The Seattle Flu Study
The Seattle Flu Study is a new major initiative beginning in 2019 to examine flu and other respiratory viruses and learn how they enter into a city, how they spread, and how they cause outbreaks in certain communities. Ultimately, the findings from this study will help to inform the development of new infrastructure systems to help prevent the spread of flu pandemics in Seattle and other metropolitan locations around the world. The Chu Lab is responsible for enrolling individuals at traditional sites of care (hospitals and clinics) as well as in community locations (transit stations, daycare facilities, homeless shelters, and college campuses). More information including kiosk locations and how you can participate can be found at https://seattleflu.org/.
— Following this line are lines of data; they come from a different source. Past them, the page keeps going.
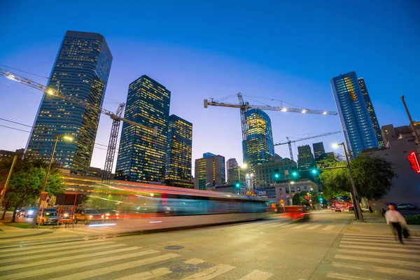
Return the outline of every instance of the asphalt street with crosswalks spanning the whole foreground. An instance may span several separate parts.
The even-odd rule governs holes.
[[[316,211],[305,223],[272,218],[60,243],[47,235],[0,245],[0,278],[420,279],[419,238],[402,245],[357,235],[347,230],[352,216]]]

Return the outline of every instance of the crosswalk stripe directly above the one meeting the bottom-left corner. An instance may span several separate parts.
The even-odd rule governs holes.
[[[95,253],[86,253],[86,254],[82,254],[82,255],[69,255],[66,257],[62,257],[62,258],[52,258],[52,259],[48,259],[48,260],[37,260],[34,262],[30,262],[30,263],[21,263],[18,265],[6,265],[3,267],[0,267],[0,271],[6,271],[6,270],[10,270],[10,269],[19,269],[19,268],[23,268],[23,267],[34,267],[37,265],[48,265],[54,262],[66,262],[68,260],[78,260],[80,258],[92,258],[92,257],[97,257],[99,255],[109,255],[111,253],[121,253],[121,252],[126,252],[126,251],[133,251],[133,250],[137,250],[137,249],[141,249],[143,247],[128,247],[128,248],[120,248],[120,249],[115,249],[115,250],[110,250],[110,251],[100,251],[100,252],[95,252]]]

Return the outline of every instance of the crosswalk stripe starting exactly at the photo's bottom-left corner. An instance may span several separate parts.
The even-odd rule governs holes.
[[[148,251],[141,251],[141,252],[137,252],[137,253],[130,253],[130,254],[127,254],[127,255],[115,255],[115,256],[112,256],[112,257],[108,257],[108,258],[99,258],[99,259],[85,260],[85,261],[82,261],[82,262],[74,262],[74,263],[71,263],[71,264],[68,264],[68,265],[54,265],[54,266],[48,267],[48,269],[45,269],[45,267],[43,267],[43,268],[40,268],[40,269],[34,269],[34,270],[26,271],[26,272],[3,275],[1,279],[2,280],[22,279],[22,278],[27,278],[27,277],[50,274],[50,273],[54,273],[54,272],[63,272],[64,270],[74,269],[75,267],[77,267],[77,268],[90,267],[92,265],[99,265],[99,264],[102,264],[104,262],[113,262],[113,261],[116,261],[116,260],[124,260],[125,258],[136,258],[136,257],[139,257],[141,255],[148,255],[148,254],[151,254],[151,253],[160,253],[160,252],[155,251],[155,250],[148,250]]]

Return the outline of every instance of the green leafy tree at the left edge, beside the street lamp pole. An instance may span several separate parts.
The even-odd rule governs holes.
[[[5,170],[10,169],[11,161],[1,160],[0,162],[0,181],[3,182]],[[43,180],[45,179],[48,164],[42,159],[31,158],[25,156],[19,158],[16,162],[15,169],[8,190],[4,197],[4,214],[10,207],[14,207],[12,222],[15,221],[16,209],[18,207],[34,204],[41,194]],[[62,193],[64,188],[63,179],[57,165],[52,165],[48,176],[45,191],[49,195]]]

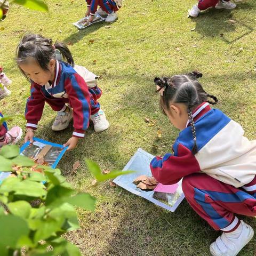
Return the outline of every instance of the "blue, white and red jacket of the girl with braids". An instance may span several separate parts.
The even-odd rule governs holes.
[[[235,187],[251,182],[256,174],[256,140],[249,141],[241,125],[211,109],[209,103],[198,106],[193,116],[198,153],[191,153],[193,134],[187,123],[173,145],[173,154],[151,161],[156,180],[173,184],[191,173],[203,172]]]

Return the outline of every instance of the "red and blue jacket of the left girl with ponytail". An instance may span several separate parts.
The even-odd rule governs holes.
[[[51,85],[47,83],[41,86],[33,81],[31,83],[30,97],[27,100],[25,111],[26,127],[37,129],[45,100],[49,102],[61,98],[73,107],[73,136],[83,138],[90,118],[90,94],[86,81],[89,87],[94,87],[97,85],[97,78],[84,67],[75,65],[73,68],[66,62],[57,60]]]

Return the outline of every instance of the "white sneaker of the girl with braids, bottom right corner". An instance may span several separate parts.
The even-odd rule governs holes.
[[[253,229],[241,220],[242,231],[237,238],[234,238],[234,233],[222,233],[215,242],[210,246],[210,252],[213,256],[236,256],[242,248],[249,243],[253,237]],[[239,225],[239,226],[240,226]],[[239,227],[238,227],[239,228]]]

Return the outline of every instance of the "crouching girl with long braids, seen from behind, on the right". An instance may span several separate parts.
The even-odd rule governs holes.
[[[235,214],[256,216],[256,140],[209,103],[193,73],[155,78],[160,106],[181,130],[173,154],[155,157],[155,179],[165,185],[182,180],[188,203],[215,230],[223,233],[211,244],[212,255],[234,256],[253,237],[253,229]],[[207,98],[214,101],[209,101]]]

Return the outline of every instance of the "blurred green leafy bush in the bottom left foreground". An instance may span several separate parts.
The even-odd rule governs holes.
[[[74,189],[59,169],[19,155],[18,146],[4,146],[0,163],[1,172],[11,172],[0,185],[1,256],[21,255],[21,250],[28,256],[81,255],[61,235],[79,228],[75,207],[94,211],[95,198]],[[121,174],[101,174],[96,163],[89,159],[86,163],[98,181]]]

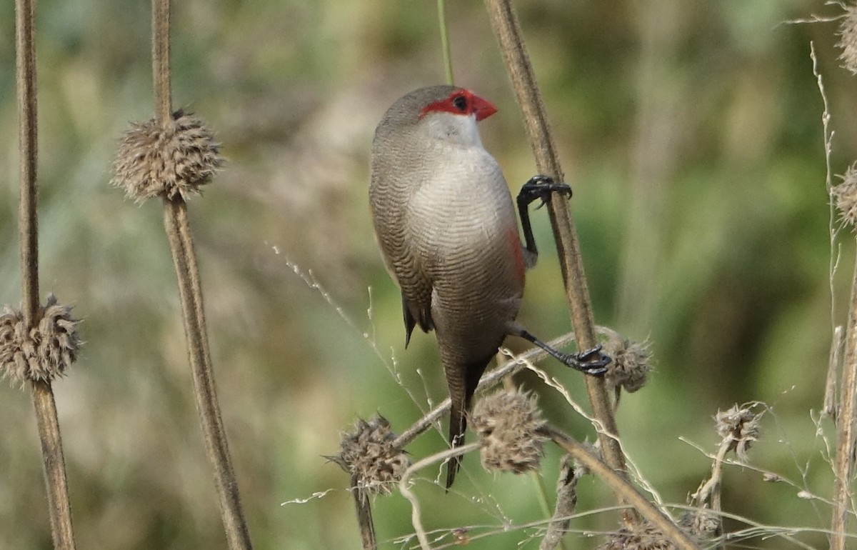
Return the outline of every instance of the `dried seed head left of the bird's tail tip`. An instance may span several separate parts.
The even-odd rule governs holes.
[[[396,434],[381,415],[369,422],[358,420],[354,431],[343,433],[339,454],[327,457],[351,474],[358,488],[367,493],[390,494],[411,466],[405,451],[393,447]]]

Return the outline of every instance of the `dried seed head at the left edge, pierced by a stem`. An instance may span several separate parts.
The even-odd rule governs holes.
[[[24,326],[21,311],[3,308],[0,315],[0,371],[3,377],[20,381],[50,381],[63,374],[77,358],[81,338],[71,308],[48,296],[42,318],[33,329]]]

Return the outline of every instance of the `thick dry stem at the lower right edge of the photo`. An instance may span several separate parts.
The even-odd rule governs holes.
[[[842,397],[839,400],[838,437],[836,438],[836,482],[833,496],[831,550],[845,550],[848,515],[851,513],[851,473],[854,462],[854,413],[857,391],[857,263],[851,284],[848,329],[845,332],[845,358],[842,362]]]

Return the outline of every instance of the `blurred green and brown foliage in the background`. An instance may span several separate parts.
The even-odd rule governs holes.
[[[0,5],[0,301],[17,303],[11,4]],[[785,21],[836,6],[518,4],[575,190],[596,321],[650,339],[656,357],[649,385],[622,398],[626,451],[663,499],[684,503],[710,460],[680,438],[714,451],[716,411],[764,400],[770,414],[752,463],[829,497],[824,445],[834,431],[821,422],[823,439],[811,411],[822,402],[832,326],[845,319],[854,251],[848,230],[830,244],[810,41],[830,99],[836,173],[857,156],[857,86],[838,67],[835,23]],[[482,136],[517,188],[534,167],[482,4],[447,10],[457,82],[500,106]],[[205,119],[228,158],[190,212],[251,533],[260,548],[357,548],[348,477],[321,456],[337,451],[357,416],[381,412],[400,431],[446,396],[434,338],[415,335],[403,350],[398,290],[375,249],[366,198],[381,113],[443,80],[434,3],[191,0],[176,3],[172,24],[174,104]],[[160,207],[135,206],[108,185],[118,136],[151,116],[147,3],[43,0],[37,26],[42,293],[75,305],[87,341],[55,385],[79,547],[224,547]],[[569,321],[546,215],[536,214],[536,233],[544,252],[522,317],[553,338]],[[831,250],[842,254],[832,282]],[[393,355],[414,398],[385,367]],[[543,367],[585,403],[579,374]],[[555,392],[521,380],[542,395],[551,421],[592,437]],[[51,547],[27,392],[0,388],[0,417],[0,548]],[[409,451],[424,457],[443,445],[432,432]],[[558,460],[549,450],[548,489]],[[527,476],[488,475],[474,456],[459,479],[448,495],[418,483],[427,529],[502,531],[543,518]],[[764,484],[752,469],[728,468],[723,495],[727,511],[759,523],[825,529],[830,521],[827,505]],[[578,511],[610,504],[598,481],[584,479]],[[411,547],[393,542],[412,531],[410,513],[399,495],[375,500],[383,547]],[[615,529],[615,516],[572,527]],[[470,547],[530,536],[522,547],[537,547],[533,529]],[[575,547],[595,546],[568,536]],[[800,538],[825,545],[823,535]]]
Maternal influenza immunization trial in Nepal
From 2011-2014 the Chu Lab enrolled over 3000 pregnant women in rural Nepal in an immunization trial and followed their progress for 6 months after childbirth, taking nasal swabs, blood and breast milk samples and demographic information for the study. The data collected is being used for a variety of studies looking at household transmission of viruses, mother-infant flu transmission, respiratory viral coinfections, serologic RSV infections, diarrhea and infant respiratory illnesses, cause of repeated rhinovirus infections and pneumococcal colonization correlated with influenza.
Transplacental antibody transfer in Alaska-Native mother-infant pairs
Beginning in 2010, the Chu Lab enrolled mother-infant pairs in rural Alaska and Seattle Washington to compare transplacental RSV and influenza antibody transfer and examine RSV burden of disease factors. Historically, Native populations in Alaska experience a disproportionately high burden of RSV and influenza due to lack of plumbing and hospital crowding, and RSV-associated infant hospitalization rates are 3 times higher than the general U.S. population. Examining transplacental antibody transfer in these mother-infant pairs could help in the development more successful population-specific treatment plans.
Group Health RSV surveillance and Flu vaccine efficacy
From 2011-2016 the Chu Lab was involved in a Seattle-based Flu vaccine efficacy study, and enrolled outpatients with respiratory symptoms to study the clinical presentation of RSV and genetic diversity of RSV in adults. The data collected is also being used to study whole genome sequencing of RSV and Acute Respiratory Infections in pregnant women.
Respiratory infections in hospitalized adults
Beginning in 2016, the Chu Lab has been collecting blood and nasal swab samples of adult inpatients at Harborview Medical Center in Seattle to study acute RSV and influenza infections. The data collected is being used to characterize clinical symptoms of flu vs. RSV and profile antibodies of both pathogens.